Такие вот и удерживают красную армию от полного развала, — думал Григорий, — только на родину ему наплевать. Он просто хищный и хорошо выдресированный зверь, которого увлекает техника властвования над невооруженной толпой солдат. Интересно, говорил ли бы он так уверенно, если бы у всех этих измученных людей были винтовки и патроны?
Комиссар повернулся спиной к Григорию и стало почти невозможно следить за речью. Ясно слышен был только звук голоса, такой же уверенный и резкий, как вначале. Комиссар кончил речь и повернул голову налево. Строй заколебался, шеи вытянулись, тела напряглись. Вдоль противоположной шеренги двигалась группа: впереди тщедушный солдат в шинели, накинутой на плечи, за ним два автоматчика и офицер. Группа остановилась недалеко от того места, где стояли комиссар и офицеры. Григорий только теперь заметил, что как раз там была видна куча свежей земли — могила. Солдата в накинутой шинели поставили лицом к могиле. Конвоировавший его офицер и автоматчики остались на шаг позади. Приговоренный стоял понурый, сгорбленный, с опущенными плечами. Наверное человек не молодой и затравленный, — подумал Григорий. — Виноват не больше многих других, но на него пал жребий быть примером для всего полка.
Из рядов напротив вышел какой-то военный и, обернувшись лицом к строю, из которого вышел, начал говорить. Разобрать, что говорил оратор, было совершенно невозможно. Ветер уносил в сторону все слова и были слышны только отдельные возгласы, слабые и неуверенные.
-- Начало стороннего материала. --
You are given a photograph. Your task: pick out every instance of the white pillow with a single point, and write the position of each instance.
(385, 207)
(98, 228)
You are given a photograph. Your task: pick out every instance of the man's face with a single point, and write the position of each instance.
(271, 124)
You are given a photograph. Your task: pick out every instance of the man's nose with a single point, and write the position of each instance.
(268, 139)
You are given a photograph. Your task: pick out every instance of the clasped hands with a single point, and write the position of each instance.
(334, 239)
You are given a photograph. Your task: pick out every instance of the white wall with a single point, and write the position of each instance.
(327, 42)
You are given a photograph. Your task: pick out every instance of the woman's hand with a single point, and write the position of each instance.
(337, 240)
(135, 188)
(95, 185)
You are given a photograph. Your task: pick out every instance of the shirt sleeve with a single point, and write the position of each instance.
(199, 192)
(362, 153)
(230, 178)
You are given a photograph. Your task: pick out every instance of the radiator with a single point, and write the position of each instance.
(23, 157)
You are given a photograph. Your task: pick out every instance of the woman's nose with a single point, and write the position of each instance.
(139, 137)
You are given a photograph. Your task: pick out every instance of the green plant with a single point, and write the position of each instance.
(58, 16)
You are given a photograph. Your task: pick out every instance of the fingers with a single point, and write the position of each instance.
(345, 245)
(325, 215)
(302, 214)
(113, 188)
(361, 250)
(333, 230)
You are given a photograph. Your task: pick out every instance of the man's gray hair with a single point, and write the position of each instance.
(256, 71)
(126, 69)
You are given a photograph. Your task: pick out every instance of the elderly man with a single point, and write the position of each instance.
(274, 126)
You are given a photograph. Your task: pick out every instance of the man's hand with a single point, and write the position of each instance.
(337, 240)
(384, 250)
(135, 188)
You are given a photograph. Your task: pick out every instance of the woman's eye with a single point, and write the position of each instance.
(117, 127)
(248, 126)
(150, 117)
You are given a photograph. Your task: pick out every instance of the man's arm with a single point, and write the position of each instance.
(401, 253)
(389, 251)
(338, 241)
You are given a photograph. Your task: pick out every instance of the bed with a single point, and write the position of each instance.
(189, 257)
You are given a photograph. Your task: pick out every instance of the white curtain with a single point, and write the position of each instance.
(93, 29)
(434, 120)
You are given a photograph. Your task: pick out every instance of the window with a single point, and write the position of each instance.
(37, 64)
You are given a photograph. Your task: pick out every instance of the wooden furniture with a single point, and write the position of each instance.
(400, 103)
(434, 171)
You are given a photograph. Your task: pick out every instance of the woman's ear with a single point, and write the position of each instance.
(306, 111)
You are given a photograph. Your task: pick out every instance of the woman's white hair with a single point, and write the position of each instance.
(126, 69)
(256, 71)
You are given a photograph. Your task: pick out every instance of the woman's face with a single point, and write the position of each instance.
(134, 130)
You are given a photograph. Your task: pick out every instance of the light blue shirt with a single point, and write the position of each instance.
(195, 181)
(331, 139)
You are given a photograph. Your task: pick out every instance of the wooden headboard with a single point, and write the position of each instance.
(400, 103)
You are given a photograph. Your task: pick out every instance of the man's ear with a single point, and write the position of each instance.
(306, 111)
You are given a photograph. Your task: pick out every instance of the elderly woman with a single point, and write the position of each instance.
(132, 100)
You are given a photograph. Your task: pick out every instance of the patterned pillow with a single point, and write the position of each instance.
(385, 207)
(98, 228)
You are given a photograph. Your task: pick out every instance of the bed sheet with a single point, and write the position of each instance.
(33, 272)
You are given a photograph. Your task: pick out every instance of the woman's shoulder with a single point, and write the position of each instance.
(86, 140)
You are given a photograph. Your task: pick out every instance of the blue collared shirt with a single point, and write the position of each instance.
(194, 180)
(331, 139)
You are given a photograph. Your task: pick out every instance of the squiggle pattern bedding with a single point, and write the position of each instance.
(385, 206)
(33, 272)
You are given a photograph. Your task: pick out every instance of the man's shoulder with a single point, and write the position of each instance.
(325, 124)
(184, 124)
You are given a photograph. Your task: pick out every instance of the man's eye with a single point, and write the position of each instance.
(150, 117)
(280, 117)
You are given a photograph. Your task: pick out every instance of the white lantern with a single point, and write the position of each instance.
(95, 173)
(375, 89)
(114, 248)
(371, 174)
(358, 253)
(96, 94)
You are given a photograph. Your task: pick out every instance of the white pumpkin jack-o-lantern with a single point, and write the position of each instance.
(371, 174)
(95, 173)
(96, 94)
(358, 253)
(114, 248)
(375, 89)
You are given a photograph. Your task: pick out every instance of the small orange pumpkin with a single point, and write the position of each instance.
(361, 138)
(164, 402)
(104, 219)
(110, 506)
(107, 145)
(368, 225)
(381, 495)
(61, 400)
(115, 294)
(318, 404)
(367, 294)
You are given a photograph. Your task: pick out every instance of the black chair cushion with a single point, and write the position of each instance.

Проговорив минуты три, оратор вернулся в строй, а на его место вышел другой солдат. Напряжение, вызванное появлением приговоренного, проходило. Ораторы сменялись один за другим. Приговоренный стоял по-прежнему неподвижно. Автоматчики сзади него переминались с ноги на ногу. Вся сцена начинала казаться неестественно обыденной и пошлой, — рядовой, нудный советский митинг. Григорий почти перестал следить за тем, что происходит, но в этот момент из рядов около него вышел солдат, обернулся к строю и заговорил. Это был учитель-естественник, которого, по словам Козлова, должны были направить в офицерскую школу. Речь была бессвязной, патриотически-коммунистической, Григорий смотрел на бледное, невыразительное лицо оратора, на тусклые остановившиеся глаза и думал: это не человек, а футляр от человека. Учитель кончил и поспешно, боясь лишнее мгновение остаться на глазах у своих товарищей, нырнул в строй. Новых ораторов не было. Полуторачасовой митинг кончился. Комиссар вышел вперед и махнул рукой. Офицер, стоявший за приговоренным, поднял наган и до Григория долетел глухой звук выстрела. От автоматов и нагана взвился легкий дымок. Серая шинель, наброшенная на плечи казненного опустилась и тело мешком упало в яму.